No caso dos autos, ponderada a “fundamentação” pelo Tribunal Judicial de Base exposta quanto à sua “convicção” sobre a matéria de facto que declarou provada, (cfr., fls. 298-v a 299-v), constata-se que a mesma se apresenta clara, lógica e em perfeita harmonia com os elementos probatórios existentes e produzidos, assim como com as normais “regras de experiência”, e, assim, evidente é que, como já o afirmou o Tribunal de Segunda Instância, nenhum motivo existe para se considerar verificado o imputado “vício”, que, nos termos em que vem alegado, tão só constitui uma afronta ao “princípio da livre apreciação da prova” consagrado no art. 114° do C.P.P.M..
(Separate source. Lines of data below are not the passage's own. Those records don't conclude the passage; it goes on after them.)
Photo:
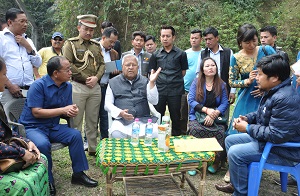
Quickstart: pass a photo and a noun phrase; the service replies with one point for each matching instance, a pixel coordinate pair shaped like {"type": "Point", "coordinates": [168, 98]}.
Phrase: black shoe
{"type": "Point", "coordinates": [52, 189]}
{"type": "Point", "coordinates": [227, 188]}
{"type": "Point", "coordinates": [82, 179]}
{"type": "Point", "coordinates": [291, 182]}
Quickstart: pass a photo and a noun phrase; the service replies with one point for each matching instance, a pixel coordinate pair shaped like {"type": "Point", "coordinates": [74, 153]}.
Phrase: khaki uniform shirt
{"type": "Point", "coordinates": [85, 58]}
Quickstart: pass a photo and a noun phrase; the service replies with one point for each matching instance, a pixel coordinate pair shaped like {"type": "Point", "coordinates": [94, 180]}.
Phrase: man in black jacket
{"type": "Point", "coordinates": [276, 121]}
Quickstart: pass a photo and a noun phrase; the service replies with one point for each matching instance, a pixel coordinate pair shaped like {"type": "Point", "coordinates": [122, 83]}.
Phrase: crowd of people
{"type": "Point", "coordinates": [198, 85]}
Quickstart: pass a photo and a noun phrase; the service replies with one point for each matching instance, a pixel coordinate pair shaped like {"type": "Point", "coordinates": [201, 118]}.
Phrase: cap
{"type": "Point", "coordinates": [88, 20]}
{"type": "Point", "coordinates": [57, 34]}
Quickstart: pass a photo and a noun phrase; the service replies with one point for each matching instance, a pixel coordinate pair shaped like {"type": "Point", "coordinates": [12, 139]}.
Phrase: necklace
{"type": "Point", "coordinates": [209, 85]}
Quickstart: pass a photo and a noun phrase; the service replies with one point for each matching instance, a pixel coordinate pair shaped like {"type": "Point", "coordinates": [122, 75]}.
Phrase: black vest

Com efeito, bate-se o arguido ora recorrente pela alteração de determinados pontos da decisão da matéria de facto, afirmando, nomeadamente, que “não consumia «Ecstasy»”, que “não sabia da sua existência”, e que “tudo o resto aconteceu sem saber como”, (…).
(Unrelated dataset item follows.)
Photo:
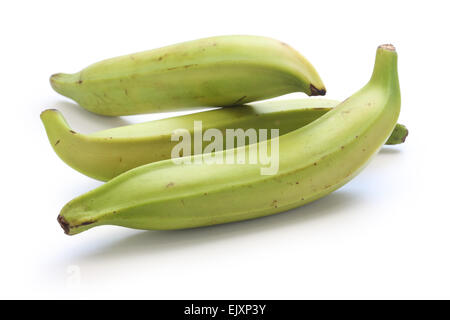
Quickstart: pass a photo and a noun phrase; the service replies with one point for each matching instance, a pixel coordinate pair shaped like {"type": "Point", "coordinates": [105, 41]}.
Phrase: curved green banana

Ora, como é evidente, não se lhe pode reconhecer qualquer razão.

Os presentes autos contêm, “registos” da actividade de “tráfico de estupefacientes” levada a cabo pelo ora recorrente – em co-autoria com o 1° arguido – sendo de notar que o próprio “auto de notícia” refere que o ora recorrente foi surpreendido, em flagrante, a consumir “ICE”, não se podendo também olvidar, para além do demais, que os “exames laboratoriais” feitos ao apreendido e à urina do ora recorrente, (assim como ao outro arguido), são (claramente) explícitos quanto à “natureza” dos produtos estupefacientes apreendidos e consumidos, e, desta forma, totalmente confirmativos das “razões” que levaram o Tribunal Judicial de Base a decidir no sentido em que decidiu em sede da “matéria de facto” que considerou “provada”.

–– Nesta conformidade, e nenhum vício existindo na “decisão da matéria de facto”, passemos, então, para a “qualificação jurídico-penal”.

Ora, como se viu, em causa está a prática pelo ora recorrente, como co-autor material, do crime de “tráfico ilícito de estupefacientes”, p. e p. pelo art. 8°, n.° 1 da Lei n.° 17/2009, na redacção resultante da Lei n.° 10/2016.

No caso dos autos, para além do “estupefaciente” que foi apreendido – 0,627 gramas de “Metanfetamina” e 0,821 gramas de “MDMA”; cfr., pontos 10° e 11° da “matéria de facto” – igualmente provado está que ambos os arguidos consumiram, e traficaram, por diversas vezes, diversas quantidades de estupefaciente; (cfr., “matéria de facto” referenciada com o n.° 2 a 5).

Em sede de apreciação de idênticos recursos e questões, teve já esta Instância oportunidade de considerar que no crime de “tráfico ilícito de estupefacientes” deve ser contabilizada toda a droga pelo(s) arguido(s) traficada em determinado período de tempo, adequado não se mostrando uma “visão das coisas” que apenas pondere a quantidade (efectivamente) apreendida; (cfr., v.g., cfr., v.g., Helena Moniz in, “Crime de Trato Sucessivo”, Revista Julgar, 2018, podendo-se, também ver os Acs. deste T.U.I. de 23.07.2021, Proc. n.° 67/2021, de 24.09.2021, Proc. n.° 66/2021, de 21.09.2022, Proc. n.° 78/2022 e, mais recentemente, a Decisão Sumária de 21.06.2023, Proc. n.° 60/2023).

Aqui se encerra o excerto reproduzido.